Here are seven things to see and do in the 'seven treasures' town of Qibao.
The Bell Tower
The archway to Qibao. Image by Mandy Tie/Urban Family
The name 'qi bao' translates to seven treasures and describes the gems which gave this small town its name: a Buddha, golden cockerel, pair of jade chopsticks, jade ax, magic tree, golden scripture and a bronze bell.
The bell and inscribed ribbons. Image by Mandy Tie/Urban Family
With this fable as a starting point, your exploration will likely commence with the Bell Tower near the town entrance. Tolling the bell, which now hangs in the attic of a wooden pagoda, is encouraged. You can vouch for your wishes to come true by tying inscribed ribbons onto the nearby beams to seal the deal.
The Old Streets of Qibao
The OId Streets of Qibao. Image by Mandy Tie/Urban Family
Qibao’s old streets are squeezed between residential compounds, and remain relatively intact since they were built during the Song dynasty. Flanked by terraces which now house food vendors, crafts workshops and mini-museums, a wander down these cobblestoned pavements gives you everything from a glimpse of local culture to much-needed nourishment.
Notably, Qibao is famed for its tang tuans (glutinous rice balls with a selection of fillings), hai tang gao (baked rice cakes with red bean paste), and huangjiu yangrou (tender lamb chops cooked in yellow rice wine). In the same vicinity, vintage pharmacies, 'Four Treasures of the Study' stationers, and grocers depict a postcard image of a traditional lifestyle.
The Cricket Hall
The Cricket Hall. Image by Mandy Tie/Urban Family
Cricket-fighting was a game played across China during the Ming and Qing dynasties. Qibao, however, contains the only museum dedicated to documenting the history - and demonstrating the tricks - of cricket-fighting. A popular pastime with an element of gambling, cricket masters would also put on a game in front of emperors when they visited.

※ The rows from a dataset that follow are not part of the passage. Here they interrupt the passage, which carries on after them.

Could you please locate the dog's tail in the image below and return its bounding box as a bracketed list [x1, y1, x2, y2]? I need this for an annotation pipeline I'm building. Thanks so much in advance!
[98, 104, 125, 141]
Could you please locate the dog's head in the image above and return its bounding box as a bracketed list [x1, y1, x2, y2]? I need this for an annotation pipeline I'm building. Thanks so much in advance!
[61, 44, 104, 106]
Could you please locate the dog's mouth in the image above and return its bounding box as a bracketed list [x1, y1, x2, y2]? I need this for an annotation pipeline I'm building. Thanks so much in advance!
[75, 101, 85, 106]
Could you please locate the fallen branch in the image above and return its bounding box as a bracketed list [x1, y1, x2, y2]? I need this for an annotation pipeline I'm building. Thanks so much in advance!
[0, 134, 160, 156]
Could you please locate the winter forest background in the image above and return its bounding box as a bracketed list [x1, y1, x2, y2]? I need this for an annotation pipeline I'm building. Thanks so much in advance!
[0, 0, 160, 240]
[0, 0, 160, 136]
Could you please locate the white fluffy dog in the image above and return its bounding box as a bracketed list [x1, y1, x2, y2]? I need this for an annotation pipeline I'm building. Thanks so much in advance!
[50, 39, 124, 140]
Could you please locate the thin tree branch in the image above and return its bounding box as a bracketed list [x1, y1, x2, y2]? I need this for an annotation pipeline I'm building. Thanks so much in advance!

Outside the arts and crafts center of Qibao. Image by Mandy Tie/Urban Family
With a history of economic and cultural prosperity through the early 20th century, Qibao has a multitude of museums displaying relics from its heydays. There’s a shadow puppet theater, a folk art center, a textile museum and an industrial history museum. The latter is particularly enticing and demonstrates a range of craftsmanship including blacksmithing, weaving and carpentry which rendered old Qibao a self-sufficient society. The waxworks inside these museums are fearsomely realistic - so consider yourselves warned.
A Street Built by Women
Qibao Women's Street.'Image by Mandy Tie/Urban Family
Squashed by residential uprises, this short street may seem insignificant from the outlook. The name, Qibao Sanba Lu (Qibao Women’s Street) however, gives the story away. The 100-meter street was erected as part of a 1958 revamp project in the Qibao municipality, and was built purely by the hands of female volunteers. Initiatives like this would have echoed the Maoist ethos “Women holds up half the sky,” like a small piece of the puzzle constituting women's changing roles in China post-1949.
The Living Quarters
Qibao as seen from the living quarters. Image by Mandy Tie/Urban Family
The old streets are surely buzzing with luscious smokes and hollering vendors, while the living quarters are quietly tucked away on the east side. The canal lifestyle has not altered much through the past hundred years: printed fabrics are still employed to shade windows and gateways, and humble veggie patches are studded here and there. For entry into these neighborhoods, just politely ask the janitor for permission to pass.
Qibao Catholic Church
Casting your gaze southward from the town center, you might catch a glimpse of the spire of Qibao Catholic Church. Located on the intersection between Tianzhutang Lu and Baonan Lu, the original structure of this Franciscan church dates back to 1866 and the entire complex was rebuilt in 1982. Nowadays, its unmissable apex still looms above the otherwise even skyline and enriches the old town fabric with another layer of history.
The old town of Qibao is a ten-minute walk from the Qibao station on Metro Line 9. A RMB15 ticket allows you entry to most of the landmarks listed above. Alternatively, you can also skip the fee and simply enjoy strolling through the alleys as you please.